Aparté el rostro de la caja, hice un gesto a la bey, y empecé mi explicación. Cada chip, cada tecla, cada circuito. Los saqué todos y dejé que los manoseara, los alzara a la luz, se los metiera en la boca, y finalmente los devolviera al lugar que correspondía con sus propias manilas sucias. A medio proceso se fue de nuevo la electricidad, y durante cinco minutos permanecimos sentados a la débil claridad del atardecer, pero Lacau no hizo ningún movimiento para alzarse o encender la lámpara de fotosene.

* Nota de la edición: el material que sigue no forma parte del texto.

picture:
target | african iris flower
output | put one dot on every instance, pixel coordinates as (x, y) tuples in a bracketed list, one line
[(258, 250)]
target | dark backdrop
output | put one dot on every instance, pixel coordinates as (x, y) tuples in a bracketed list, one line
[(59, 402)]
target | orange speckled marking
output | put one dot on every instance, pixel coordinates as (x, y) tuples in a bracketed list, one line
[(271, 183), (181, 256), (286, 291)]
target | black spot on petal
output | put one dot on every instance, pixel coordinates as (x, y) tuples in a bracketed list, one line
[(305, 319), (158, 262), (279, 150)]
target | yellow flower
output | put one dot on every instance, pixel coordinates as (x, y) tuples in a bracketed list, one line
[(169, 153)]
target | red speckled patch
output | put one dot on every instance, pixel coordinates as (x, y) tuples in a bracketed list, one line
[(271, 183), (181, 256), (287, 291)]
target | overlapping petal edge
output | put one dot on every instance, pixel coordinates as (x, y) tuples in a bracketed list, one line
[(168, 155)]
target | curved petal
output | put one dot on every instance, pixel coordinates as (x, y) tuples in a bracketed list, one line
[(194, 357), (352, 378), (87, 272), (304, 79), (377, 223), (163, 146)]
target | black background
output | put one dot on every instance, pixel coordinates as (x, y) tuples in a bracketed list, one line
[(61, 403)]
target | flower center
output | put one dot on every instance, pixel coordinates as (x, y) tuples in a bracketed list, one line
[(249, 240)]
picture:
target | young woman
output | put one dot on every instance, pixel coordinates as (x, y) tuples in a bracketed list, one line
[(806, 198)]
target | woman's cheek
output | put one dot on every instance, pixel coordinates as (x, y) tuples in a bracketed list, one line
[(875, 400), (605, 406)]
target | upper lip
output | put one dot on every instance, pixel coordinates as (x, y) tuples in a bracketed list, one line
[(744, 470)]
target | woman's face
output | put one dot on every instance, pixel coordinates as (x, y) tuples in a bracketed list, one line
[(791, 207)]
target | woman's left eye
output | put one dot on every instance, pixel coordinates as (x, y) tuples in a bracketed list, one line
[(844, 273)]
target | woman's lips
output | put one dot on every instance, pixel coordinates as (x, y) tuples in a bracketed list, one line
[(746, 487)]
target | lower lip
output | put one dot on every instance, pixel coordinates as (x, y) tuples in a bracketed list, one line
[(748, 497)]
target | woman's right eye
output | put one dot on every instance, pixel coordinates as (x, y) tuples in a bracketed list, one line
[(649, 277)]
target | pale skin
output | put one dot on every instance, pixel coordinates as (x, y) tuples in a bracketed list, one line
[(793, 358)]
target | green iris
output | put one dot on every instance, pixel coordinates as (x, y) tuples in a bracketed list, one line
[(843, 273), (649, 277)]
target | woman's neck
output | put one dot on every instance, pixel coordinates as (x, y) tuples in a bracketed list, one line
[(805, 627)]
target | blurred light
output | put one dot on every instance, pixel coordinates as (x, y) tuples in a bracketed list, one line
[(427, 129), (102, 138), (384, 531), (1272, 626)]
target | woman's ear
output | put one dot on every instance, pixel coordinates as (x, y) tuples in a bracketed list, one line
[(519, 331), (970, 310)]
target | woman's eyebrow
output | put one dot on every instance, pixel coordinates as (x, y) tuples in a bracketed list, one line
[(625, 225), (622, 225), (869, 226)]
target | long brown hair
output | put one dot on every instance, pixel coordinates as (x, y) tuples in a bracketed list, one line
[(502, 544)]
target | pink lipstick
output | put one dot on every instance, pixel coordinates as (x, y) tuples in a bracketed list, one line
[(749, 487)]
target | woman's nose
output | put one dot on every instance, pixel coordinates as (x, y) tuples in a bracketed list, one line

—Es el respirador —dijo—. Tengo otro conectado con Borchardt. Sobrecargan el generador. —Deseé que las luces volvieran para poder ver con mayor claridad su rostro. Me sentía más bien dispuesto a creer que el generador se sobrecargaba. El que teníamos en Lisii estaba fuera de servicio la mitad del tiempo sin tener que ocuparse de respiradores, pero estaba seguro de que mentía. Era ese refrigerador de doble puerta cerca de mi jaula el que estaba sobrecargando el generador y haciendo que se apagaran las luces. ¿Y qué había en ese refrigerador? ¿Coca-Colas?

Volvieron las luces. Lacau se inclinó sobre Evelyn, y la pequeña bey y yo colocamos de nuevo el último chip en su sitio y pusimos otra vez la tapa del traductor. Le di un viejo cable quemado para que lo conservara, y la bey se fue a un rincón para examinarlo.

—¿Evelyn? —dijo Lacau, y ella murmuró algo.

—Creo que estamos preparados —indicó Lacau—. ¿Qué es lo que quiere que diga?

Le tendí un micro de pinza para que lo sujetara a la malla de plástico que cubría parcialmente su cabeza.

—Refrigerador —señalé, y me di cuenta de que había ido demasiado lejos. Estaba haciendo méritos para volver a la jaula—. Deje que diga lo que quiera para que yo pueda empezar. Su nombre. Cualquier cosa.

—Evie —dijo él, y su voz era sorprendentemente gentil—. Tenemos aquí una máquina que puede ayudarte a hablar. Quiero que digas tu nombre.

Ella dijo algo, pero la máquina no lo captó.

—El micro no está lo bastante cerca —indiqué.

Lacau bajó un poco la malla de plástico, y ella emitió de nuevo el sonido, y esta vez llegó hasta el aparato como estática. Moví diales en busca de un sonido inicial, pero no lo conseguí.